In una sequenza che ricorda gli avvenimenti del 17 dicembre 2010 a Sidi Bouzid, il 16 gennaio 2016 a Kasserine, una delle regioni più depresse della Tunisia, la tragica morte di un giovane disoccupato, Ridha Yahyaoui, ha costituito il fattore di innesco della mobilitazione generale. Il giovane è deceduto mentre scalava un palo dell’elettricità per protesta contro la sua esclusione dalle graduatorie per un posto di lavoro. Il 19 gennaio 2016 i disoccupati occupavano il governatorato di Kasserine, il governo regionale reagiva proclamando il coprifuoco, le masse di disoccupati rispondevano dando fuoco alla sede governativa e a quella del partito di governo Nidaa Tounes, un partito liberale.

In pochi giorni la mobilitazione si è estesa in tutto il paese: Sidi Bouzid, Siliana, Zaghouan, Sousse, Kairouan, Kef ed El Fahs, Gafsa, Tajerouine, Kairouan, Sfax, Douz, Biserta, fino a Tunisi dove sono scesi in piazza anche gli studenti. Il governo nazionale del premier Habib Essid, una coalizione borghese di centrodestra tra il liberale Nidaa Tounes e i Fratelli Musulmani di Ennahda, di fronte alla crescente mobilitazione generale reagiva secondo uno schema ben noto: da un lato ha promesso una commissione d’inchiesta sulla corruzione e alcuni milioni di dinari per tamponare l’emergenza, dall'altro ha attuato una brutale repressione poliziesca con arresti, ferimenti, di manifestanti e infine proclamando il coprifuoco in tutto il paese.

La prima ondata della rivoluzione di cinque anni fa è stata deviata e sconfitta.

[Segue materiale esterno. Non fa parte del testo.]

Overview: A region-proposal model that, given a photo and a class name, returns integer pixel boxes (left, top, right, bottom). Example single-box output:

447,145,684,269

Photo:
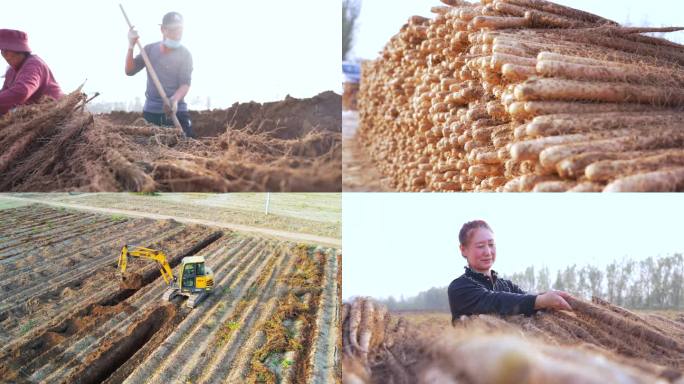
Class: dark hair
459,220,492,246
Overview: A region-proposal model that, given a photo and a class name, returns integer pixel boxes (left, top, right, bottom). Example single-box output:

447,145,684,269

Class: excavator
117,245,214,308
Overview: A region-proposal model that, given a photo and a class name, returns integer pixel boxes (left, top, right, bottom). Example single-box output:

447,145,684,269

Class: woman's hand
534,291,573,311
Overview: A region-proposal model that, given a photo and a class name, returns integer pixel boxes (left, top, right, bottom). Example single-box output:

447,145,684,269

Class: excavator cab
163,256,214,308
178,256,214,293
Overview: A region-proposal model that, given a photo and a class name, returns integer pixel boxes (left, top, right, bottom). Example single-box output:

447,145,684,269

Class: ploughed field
0,205,341,383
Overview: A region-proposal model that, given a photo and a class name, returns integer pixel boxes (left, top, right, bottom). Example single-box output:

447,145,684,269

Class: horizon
360,251,683,303
85,89,339,113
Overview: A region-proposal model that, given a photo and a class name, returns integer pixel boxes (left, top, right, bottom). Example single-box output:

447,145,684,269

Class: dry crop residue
0,91,341,192
357,0,684,192
342,297,684,384
0,205,341,383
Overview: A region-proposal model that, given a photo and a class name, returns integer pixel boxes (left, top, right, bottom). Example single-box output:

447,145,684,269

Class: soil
103,91,341,140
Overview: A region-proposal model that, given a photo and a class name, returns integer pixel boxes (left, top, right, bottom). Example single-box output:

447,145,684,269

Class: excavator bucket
120,271,144,290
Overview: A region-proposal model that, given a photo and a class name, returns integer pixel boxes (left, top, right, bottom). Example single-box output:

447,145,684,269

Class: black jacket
448,266,537,322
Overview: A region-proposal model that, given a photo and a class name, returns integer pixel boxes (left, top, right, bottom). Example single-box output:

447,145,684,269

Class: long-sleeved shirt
0,54,63,114
448,266,537,322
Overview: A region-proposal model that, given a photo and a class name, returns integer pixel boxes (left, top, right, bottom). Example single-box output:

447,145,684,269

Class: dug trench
0,230,222,384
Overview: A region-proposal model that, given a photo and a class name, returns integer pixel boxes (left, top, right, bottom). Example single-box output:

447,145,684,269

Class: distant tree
670,254,684,308
374,253,684,313
586,265,604,298
606,261,617,303
577,266,590,299
385,295,398,310
536,266,551,292
640,257,656,308
553,270,565,292
521,266,535,292
342,0,361,60
562,265,578,295
414,287,450,311
623,260,641,308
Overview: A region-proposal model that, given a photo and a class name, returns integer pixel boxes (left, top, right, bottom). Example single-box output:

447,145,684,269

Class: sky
342,193,684,300
0,0,340,109
349,0,684,60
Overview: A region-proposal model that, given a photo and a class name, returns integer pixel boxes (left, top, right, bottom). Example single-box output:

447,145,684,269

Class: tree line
377,253,684,311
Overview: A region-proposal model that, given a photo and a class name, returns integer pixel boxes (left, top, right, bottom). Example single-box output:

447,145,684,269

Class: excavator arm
118,245,175,285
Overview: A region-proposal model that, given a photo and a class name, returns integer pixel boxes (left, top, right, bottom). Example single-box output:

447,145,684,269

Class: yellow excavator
117,245,214,308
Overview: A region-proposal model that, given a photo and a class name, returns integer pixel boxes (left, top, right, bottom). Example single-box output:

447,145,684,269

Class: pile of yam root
0,89,341,192
358,0,684,192
342,297,684,384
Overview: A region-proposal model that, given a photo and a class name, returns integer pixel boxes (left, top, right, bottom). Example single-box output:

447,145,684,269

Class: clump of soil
120,272,143,290
192,91,341,139
94,91,342,140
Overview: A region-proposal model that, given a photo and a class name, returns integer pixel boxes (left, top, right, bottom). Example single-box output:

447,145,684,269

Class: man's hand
163,97,178,116
534,291,573,311
128,27,139,49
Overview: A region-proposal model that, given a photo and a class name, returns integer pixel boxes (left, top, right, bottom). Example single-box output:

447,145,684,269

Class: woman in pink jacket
0,29,63,115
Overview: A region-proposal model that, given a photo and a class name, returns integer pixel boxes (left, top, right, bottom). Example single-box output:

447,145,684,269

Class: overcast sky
342,194,684,300
349,0,684,60
0,0,340,108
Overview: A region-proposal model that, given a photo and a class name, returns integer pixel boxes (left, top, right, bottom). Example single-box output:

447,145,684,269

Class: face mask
163,38,181,49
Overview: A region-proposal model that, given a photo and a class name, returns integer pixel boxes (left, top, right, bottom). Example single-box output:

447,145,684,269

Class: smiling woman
447,220,573,323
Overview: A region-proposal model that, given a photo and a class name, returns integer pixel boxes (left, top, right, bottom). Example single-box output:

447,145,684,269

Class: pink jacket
0,54,63,114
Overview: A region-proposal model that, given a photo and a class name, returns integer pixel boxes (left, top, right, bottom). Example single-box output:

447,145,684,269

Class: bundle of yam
0,90,341,192
357,0,684,192
342,297,684,384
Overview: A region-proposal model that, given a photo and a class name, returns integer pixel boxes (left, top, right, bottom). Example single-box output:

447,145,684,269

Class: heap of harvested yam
342,297,684,384
0,89,341,192
358,0,684,192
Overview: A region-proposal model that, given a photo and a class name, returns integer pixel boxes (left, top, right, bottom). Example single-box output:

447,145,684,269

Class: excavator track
186,291,208,308
162,286,178,302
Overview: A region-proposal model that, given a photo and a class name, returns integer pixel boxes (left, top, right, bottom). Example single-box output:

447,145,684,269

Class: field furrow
307,249,341,383
126,240,275,383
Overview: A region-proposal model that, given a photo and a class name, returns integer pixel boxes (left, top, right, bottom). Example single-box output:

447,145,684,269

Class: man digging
125,11,195,138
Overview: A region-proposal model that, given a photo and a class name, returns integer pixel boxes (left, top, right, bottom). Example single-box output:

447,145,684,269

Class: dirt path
342,111,391,191
0,196,341,247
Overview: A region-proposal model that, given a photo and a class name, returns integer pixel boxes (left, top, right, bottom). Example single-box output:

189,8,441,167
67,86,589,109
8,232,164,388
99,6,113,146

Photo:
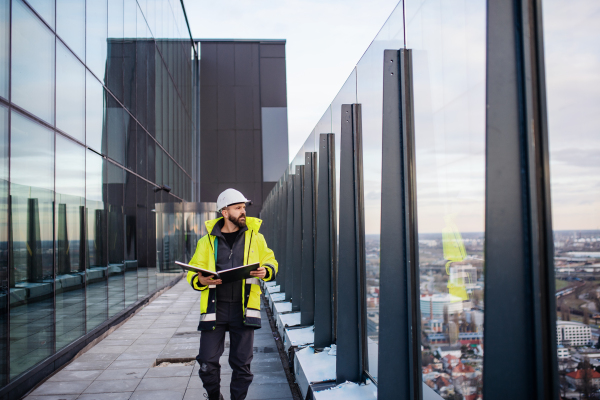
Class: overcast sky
183,0,401,162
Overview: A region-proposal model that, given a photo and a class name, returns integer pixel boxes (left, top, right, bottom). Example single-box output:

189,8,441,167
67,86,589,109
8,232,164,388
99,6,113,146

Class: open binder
175,261,260,284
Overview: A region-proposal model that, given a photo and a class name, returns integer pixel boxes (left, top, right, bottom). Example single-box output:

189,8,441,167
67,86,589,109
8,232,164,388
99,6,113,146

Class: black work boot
204,392,224,400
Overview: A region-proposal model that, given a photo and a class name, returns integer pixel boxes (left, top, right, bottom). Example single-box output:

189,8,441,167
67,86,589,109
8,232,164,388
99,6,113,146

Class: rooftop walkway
24,278,294,400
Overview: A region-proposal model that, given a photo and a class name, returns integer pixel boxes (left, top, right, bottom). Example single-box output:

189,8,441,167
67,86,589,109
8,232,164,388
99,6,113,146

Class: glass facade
281,1,482,388
0,0,198,389
261,0,597,398
543,0,600,396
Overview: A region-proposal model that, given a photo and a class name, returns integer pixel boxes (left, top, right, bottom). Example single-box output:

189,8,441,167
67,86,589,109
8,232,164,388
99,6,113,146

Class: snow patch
313,381,377,400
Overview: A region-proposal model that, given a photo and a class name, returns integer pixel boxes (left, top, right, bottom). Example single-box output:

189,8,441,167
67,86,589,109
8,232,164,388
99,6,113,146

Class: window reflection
56,0,85,60
353,4,405,378
9,111,54,379
86,0,107,80
0,0,8,99
86,151,108,331
124,171,137,306
543,1,600,395
136,178,148,299
405,0,486,397
0,104,8,386
26,0,54,29
107,163,124,317
56,42,85,142
11,0,55,124
86,72,106,153
55,135,85,349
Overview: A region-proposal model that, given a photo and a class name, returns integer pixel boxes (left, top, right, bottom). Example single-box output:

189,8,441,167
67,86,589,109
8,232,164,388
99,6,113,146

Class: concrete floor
24,279,293,400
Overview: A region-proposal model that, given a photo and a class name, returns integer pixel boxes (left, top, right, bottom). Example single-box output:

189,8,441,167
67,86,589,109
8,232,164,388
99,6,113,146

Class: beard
228,213,246,229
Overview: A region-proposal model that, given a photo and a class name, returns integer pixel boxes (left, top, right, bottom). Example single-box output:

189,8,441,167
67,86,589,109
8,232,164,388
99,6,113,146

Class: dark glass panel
9,111,54,379
123,171,137,306
86,72,106,153
11,0,55,124
86,0,107,80
125,115,136,171
123,0,136,115
154,59,163,146
56,0,85,60
135,6,150,131
0,104,8,386
106,0,123,103
0,0,8,98
54,135,85,350
106,99,126,165
147,186,158,292
26,0,54,29
56,42,85,142
167,78,174,155
136,177,147,299
85,150,108,331
155,146,162,186
107,163,124,317
147,135,155,183
136,123,147,178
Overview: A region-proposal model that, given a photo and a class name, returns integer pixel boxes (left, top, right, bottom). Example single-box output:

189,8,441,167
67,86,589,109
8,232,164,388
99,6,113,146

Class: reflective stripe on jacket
185,216,278,331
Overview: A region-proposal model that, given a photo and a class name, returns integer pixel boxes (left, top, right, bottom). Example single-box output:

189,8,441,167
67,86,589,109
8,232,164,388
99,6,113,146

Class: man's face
223,203,246,229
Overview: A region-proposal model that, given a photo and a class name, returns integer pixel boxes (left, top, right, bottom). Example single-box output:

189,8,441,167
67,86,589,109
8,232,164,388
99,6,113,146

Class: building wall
0,0,197,393
198,40,289,216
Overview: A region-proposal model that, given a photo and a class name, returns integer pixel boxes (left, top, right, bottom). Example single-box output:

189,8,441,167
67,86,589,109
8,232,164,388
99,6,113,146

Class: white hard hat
217,188,250,211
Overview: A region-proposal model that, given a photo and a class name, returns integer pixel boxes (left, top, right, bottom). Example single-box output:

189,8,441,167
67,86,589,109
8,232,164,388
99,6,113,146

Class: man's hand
249,267,267,280
197,273,222,286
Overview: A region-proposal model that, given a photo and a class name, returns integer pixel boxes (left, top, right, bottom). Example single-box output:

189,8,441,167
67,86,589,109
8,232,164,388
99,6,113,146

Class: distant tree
576,359,598,400
584,309,590,325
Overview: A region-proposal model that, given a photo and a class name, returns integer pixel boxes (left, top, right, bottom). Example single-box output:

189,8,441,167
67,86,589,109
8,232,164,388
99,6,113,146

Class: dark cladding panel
200,42,217,86
260,43,285,58
201,182,218,204
235,130,255,182
217,43,235,87
200,85,217,131
251,44,260,84
217,86,235,130
234,43,256,86
259,57,287,107
253,86,261,130
235,86,254,129
253,129,262,181
200,129,218,182
217,130,236,182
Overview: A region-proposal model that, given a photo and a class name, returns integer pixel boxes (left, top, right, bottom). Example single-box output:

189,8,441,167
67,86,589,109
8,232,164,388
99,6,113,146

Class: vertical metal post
278,173,288,293
377,49,422,399
301,152,316,326
314,134,336,348
336,104,366,384
292,166,304,312
484,1,558,399
285,175,294,302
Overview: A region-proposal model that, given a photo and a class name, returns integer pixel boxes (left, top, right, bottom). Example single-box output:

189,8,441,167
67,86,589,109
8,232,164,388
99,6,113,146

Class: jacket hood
204,216,262,234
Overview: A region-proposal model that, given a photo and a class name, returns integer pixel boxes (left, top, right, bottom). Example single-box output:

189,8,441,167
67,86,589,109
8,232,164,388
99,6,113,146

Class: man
186,188,278,400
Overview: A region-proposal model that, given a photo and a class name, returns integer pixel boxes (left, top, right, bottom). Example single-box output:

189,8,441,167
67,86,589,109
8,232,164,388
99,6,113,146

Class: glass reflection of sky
544,0,600,231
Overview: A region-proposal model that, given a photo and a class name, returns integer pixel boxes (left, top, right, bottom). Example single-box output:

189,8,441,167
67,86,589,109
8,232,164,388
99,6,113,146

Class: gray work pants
196,302,255,400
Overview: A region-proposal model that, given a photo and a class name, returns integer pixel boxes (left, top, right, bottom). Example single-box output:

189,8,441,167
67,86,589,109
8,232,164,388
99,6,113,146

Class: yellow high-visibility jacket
186,216,277,330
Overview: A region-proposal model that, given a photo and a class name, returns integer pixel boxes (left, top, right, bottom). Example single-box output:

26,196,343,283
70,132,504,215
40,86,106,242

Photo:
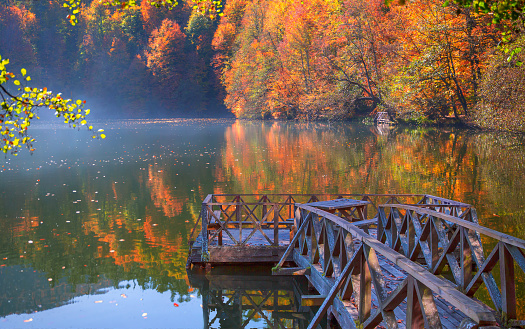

La proposta avanzata dal presidente Beji Caid Essebsi di “conciliazione economica”, cioè di recupero del vecchio ceto dirigente del RCD, il partito del regime di Ben Alì, coronava l’operazione di recupero. Quella sconfitta trova la sua origine in primo luogo nella mancanza durante gli scontri di cinque anni fa di un partito marxista rivoluzionario, radicato nella classe lavoratrice e tra le masse popolari oppresse, che ricoprisse il ruolo di direzione politica e programmatica nel processo rivoluzionario. L’assenza del partito rivoluzionario ha favorito tra il proletariato e tra le giovani masse oppresse l’egemonia politica liberaldemocratica e l’illusorio affidarsi all'imperialismo “democratico”. La costruzione della fortezza europea, con il conseguente blocco dell’emigrazione, la disillusione nella speranza di un veloce cambiamento delle condizioni materiali e dei diritti democratici ha determinato tra i giovani precari e disoccupati da un lato la passivizzazione, e dall'altro la crescita del fascismo islamista.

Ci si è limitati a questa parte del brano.